Father of the Internet Worries Our Digital History Is Disappearing

Vint Cerf
Vint Cerf, far left, receiving the inaugural Queen Elizabeth Prize for Engineering, at Buckingham Palace in 2013. Lewis Whyld/Pool/Reuters

Vint Cerf worries the digital history of our age is writ on water. Cerf built the internet from its roots with the United States' Defense Advanced Research Projects Agency (DARPA) and stayed with it, working for the past 10 years for Google as “chief internet evangelist.” Today he’s deeply concerned about the record we will leave to future generations about our time.

“If 100 years from now the digital picture of our society is not accessible, we will be an enigma to the 22nd century,” Cerf warned from the Decentralized Web Summit, a conference dedicated to dreaming up the next version of the web. “I’m very concerned that digital content will be less and less accessible, not because we can't find the bits, but because we don't know what the bits mean.”

Cerf is known for his visions, for his creation and for his three-piece suits, which stand out in a crowd of khaki-and-jeans programmers. Dressing up, he says, is a habit he picked up in Washington, where once he was complimented after congressional testimony he delivered in seersucker as being the “best dressed DARPA guy.” After that, the suits stayed.

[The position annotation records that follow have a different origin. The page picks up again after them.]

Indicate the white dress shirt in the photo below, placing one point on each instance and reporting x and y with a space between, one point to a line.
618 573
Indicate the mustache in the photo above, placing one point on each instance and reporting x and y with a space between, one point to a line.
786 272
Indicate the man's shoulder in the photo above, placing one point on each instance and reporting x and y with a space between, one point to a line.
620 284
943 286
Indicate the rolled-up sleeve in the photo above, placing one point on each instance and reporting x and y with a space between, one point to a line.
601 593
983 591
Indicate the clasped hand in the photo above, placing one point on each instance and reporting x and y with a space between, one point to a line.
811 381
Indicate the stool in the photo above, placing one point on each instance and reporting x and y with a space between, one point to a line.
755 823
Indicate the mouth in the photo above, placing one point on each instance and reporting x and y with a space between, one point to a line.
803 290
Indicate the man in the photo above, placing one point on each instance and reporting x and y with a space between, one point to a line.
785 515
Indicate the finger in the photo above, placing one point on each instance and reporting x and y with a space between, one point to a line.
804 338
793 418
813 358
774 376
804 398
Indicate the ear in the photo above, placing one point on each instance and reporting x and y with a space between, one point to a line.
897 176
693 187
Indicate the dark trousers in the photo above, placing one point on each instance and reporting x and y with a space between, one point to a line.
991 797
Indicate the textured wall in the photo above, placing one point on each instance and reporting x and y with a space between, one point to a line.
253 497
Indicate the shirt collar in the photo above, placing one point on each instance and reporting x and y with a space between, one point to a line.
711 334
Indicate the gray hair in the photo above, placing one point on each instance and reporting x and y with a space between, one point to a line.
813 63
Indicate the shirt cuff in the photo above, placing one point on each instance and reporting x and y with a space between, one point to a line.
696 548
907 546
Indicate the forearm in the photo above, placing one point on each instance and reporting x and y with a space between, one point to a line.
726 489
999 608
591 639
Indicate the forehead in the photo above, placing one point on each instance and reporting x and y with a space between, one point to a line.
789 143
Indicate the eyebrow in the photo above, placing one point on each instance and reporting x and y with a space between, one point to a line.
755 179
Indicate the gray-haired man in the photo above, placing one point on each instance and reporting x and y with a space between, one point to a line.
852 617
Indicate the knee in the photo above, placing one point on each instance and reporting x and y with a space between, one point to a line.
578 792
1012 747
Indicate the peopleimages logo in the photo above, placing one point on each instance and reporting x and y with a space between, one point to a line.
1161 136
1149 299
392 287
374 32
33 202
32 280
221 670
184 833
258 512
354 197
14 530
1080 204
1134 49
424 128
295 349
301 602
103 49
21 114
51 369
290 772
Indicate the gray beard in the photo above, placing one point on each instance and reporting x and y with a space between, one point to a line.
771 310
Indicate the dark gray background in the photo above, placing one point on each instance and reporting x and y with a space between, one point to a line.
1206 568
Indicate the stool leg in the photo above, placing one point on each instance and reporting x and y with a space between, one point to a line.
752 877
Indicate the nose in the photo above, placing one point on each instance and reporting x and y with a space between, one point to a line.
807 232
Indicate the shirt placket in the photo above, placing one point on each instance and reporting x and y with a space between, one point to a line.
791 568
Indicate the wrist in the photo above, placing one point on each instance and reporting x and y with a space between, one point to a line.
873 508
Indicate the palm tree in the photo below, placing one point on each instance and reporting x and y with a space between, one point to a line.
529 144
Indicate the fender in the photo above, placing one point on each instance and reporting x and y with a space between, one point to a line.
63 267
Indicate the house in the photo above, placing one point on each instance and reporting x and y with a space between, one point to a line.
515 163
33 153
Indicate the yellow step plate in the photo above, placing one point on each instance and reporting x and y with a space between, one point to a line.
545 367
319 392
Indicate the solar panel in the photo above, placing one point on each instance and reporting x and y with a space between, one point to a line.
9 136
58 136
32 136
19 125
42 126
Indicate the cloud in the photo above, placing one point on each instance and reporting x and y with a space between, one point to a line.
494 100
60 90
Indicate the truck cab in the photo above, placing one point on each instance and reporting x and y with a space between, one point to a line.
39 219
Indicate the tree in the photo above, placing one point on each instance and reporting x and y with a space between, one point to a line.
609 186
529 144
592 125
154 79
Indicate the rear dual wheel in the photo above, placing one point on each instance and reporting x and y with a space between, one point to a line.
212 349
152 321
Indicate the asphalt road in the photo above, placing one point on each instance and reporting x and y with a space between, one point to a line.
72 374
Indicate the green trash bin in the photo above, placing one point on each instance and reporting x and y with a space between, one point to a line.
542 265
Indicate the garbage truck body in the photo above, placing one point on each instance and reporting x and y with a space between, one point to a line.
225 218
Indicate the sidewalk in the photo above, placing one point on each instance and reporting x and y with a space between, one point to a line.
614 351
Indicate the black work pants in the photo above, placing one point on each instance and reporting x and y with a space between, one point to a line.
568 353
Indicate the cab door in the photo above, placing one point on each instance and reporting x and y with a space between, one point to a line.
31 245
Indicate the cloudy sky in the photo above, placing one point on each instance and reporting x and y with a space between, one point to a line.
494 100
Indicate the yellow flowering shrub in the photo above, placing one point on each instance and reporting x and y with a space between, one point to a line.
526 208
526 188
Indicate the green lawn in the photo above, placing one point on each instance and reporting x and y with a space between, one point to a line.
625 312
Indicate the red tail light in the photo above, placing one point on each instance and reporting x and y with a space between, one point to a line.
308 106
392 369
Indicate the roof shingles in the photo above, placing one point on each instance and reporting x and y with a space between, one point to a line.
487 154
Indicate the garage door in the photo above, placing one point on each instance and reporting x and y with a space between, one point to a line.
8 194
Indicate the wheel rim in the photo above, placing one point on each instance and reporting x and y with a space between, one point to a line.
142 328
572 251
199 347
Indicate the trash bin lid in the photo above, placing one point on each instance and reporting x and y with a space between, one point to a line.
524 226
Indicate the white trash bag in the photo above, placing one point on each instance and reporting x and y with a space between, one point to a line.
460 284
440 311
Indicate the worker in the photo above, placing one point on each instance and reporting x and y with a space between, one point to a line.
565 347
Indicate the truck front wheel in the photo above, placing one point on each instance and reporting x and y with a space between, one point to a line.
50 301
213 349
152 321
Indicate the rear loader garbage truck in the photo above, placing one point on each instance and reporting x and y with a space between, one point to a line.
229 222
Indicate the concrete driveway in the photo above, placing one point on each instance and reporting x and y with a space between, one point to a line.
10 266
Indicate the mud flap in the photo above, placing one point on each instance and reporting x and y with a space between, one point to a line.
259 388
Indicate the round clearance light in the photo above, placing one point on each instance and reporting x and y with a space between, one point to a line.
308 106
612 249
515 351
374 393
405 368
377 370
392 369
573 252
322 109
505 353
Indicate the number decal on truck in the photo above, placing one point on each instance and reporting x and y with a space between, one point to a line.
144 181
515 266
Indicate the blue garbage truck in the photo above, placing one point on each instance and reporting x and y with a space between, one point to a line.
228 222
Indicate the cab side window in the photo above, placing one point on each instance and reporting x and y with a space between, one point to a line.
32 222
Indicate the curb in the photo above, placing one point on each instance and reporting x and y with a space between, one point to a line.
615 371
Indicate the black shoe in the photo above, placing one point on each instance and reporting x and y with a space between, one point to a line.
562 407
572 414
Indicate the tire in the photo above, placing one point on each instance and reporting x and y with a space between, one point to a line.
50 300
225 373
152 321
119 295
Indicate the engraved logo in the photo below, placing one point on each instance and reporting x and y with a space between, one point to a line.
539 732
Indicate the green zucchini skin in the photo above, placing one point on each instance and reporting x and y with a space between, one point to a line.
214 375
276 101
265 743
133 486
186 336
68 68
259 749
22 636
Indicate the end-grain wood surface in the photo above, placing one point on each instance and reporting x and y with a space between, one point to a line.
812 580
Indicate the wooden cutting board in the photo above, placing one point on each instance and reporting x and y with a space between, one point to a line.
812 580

If the web doesn’t feel like a fragile thing, try and access a website from 10 years ago, or even five. Not only do things like links stop working as servers get upgraded and moved, but whole domains change hands. The other side of the fluidity and speed of moving information on the web is that it doesn’t last.

So where will that leave the historians of the future? Or our scientists? It’s not just that our CDs fall apart with age and our hard drives stop spinning. Information is tied, in many ways to the software you use to open it. Cerf puts the problem this way:

“We have to find a technical means for preserving the physical bits, so we have to have media that will hold on to the bits. We need to be ready for that to deteriorate and copy those bits over over time. And we need to make sure we can describe what those bits are, and if we succeed in reading them 100 years from now we need some idea of what we read, the so-called metadata. And we may need to preserve the software, which means we need to archive the software. And that software ran on some OS and some hardware so we need to preserve a description of the OS and hardware. That’s the tech side. That’s easy.”

The not easy part, according to Cerf, is the legal ramifications. Not only is copyright on the media and information an issue, but so is the right to use old software to view it. “And there’s the question of how do you pay for content and software over long periods of time.”

“We are depending right now on a medium whose longevity is uncertain, and there are consequences to that. The sad story is that we don't always anticipate those consequences until the bad things happens and then we have no backup,” Cerf says.

When it comes to keeping our history and our scientific legacy, Cerf is passionate. He says that many of our greatest historical treasures, like the 2,600 year old cuneiform clay tablets from the Library of Ashurbanipal, once located in modern Iraq, were preserved by accident, when a fire baked them into more durable pottery. The same fire, presumably, destroyed everything kept on wood, paper or papyrus.

He brings up the Archimedes Palimpsest as another example of accidental historical preservation. In that case a church scribe scraped a priceless one-of-a-kind paper based on the ancient Greek mathematician's work so he could put a liturgical guide on it. “Someone found the document around 1900 that there was this barely discernible Greek in there, then it was lost again 1988 and found in a Frenchman's attic. Then a friend bought it,” Cerf says without elaborating. (The buyer who lent the document to the Walters Art Museum in Baltimore for study has never been publicly identified.) The paper by Archimedes was eventually recovered with the help of modern science. But Cerf sees this all as a cautionary tale.

“We shouldn't set about preserving human history by accident,” he says.

But the problems aren’t insurmountable. A lot of things work in favor of us being able to save our age forever.

Storage is getting cheaper at an exponential rate. Cerf says he did the math on a 3-terabyte hard drive he recently bought this year for $150 and estimated it would have cost him $300 million if he’d bought it in 1979, when he had a 10-megabyte drive for his Apple II.

And a lot of our storage is now distributed, meaning a single copy being lost doesn’t mean the information is gone.

Another part of the solution is creating something Cerf calls the “self-archiving web,” which would allow for websites to be published with multiple accessible versions of live pages at different times which would let links and content live forever. He sees some hope in Digital Object Identifiers which help create links that last for academic papers and scientific journals.

Cerf has been studying institutions that have been good at preserving information, and points to the Catholic Church as one keeper of information through the Dark Ages. Cerf says the Islamic world was another.

All of this talk may seem to be beyond a time frame beyond human worry, but consider that Cerf had trouble making a “tiff” file work with his PowerPoint for his speech on preservation. The digital world is already falling apart. Enjoy this article while you can.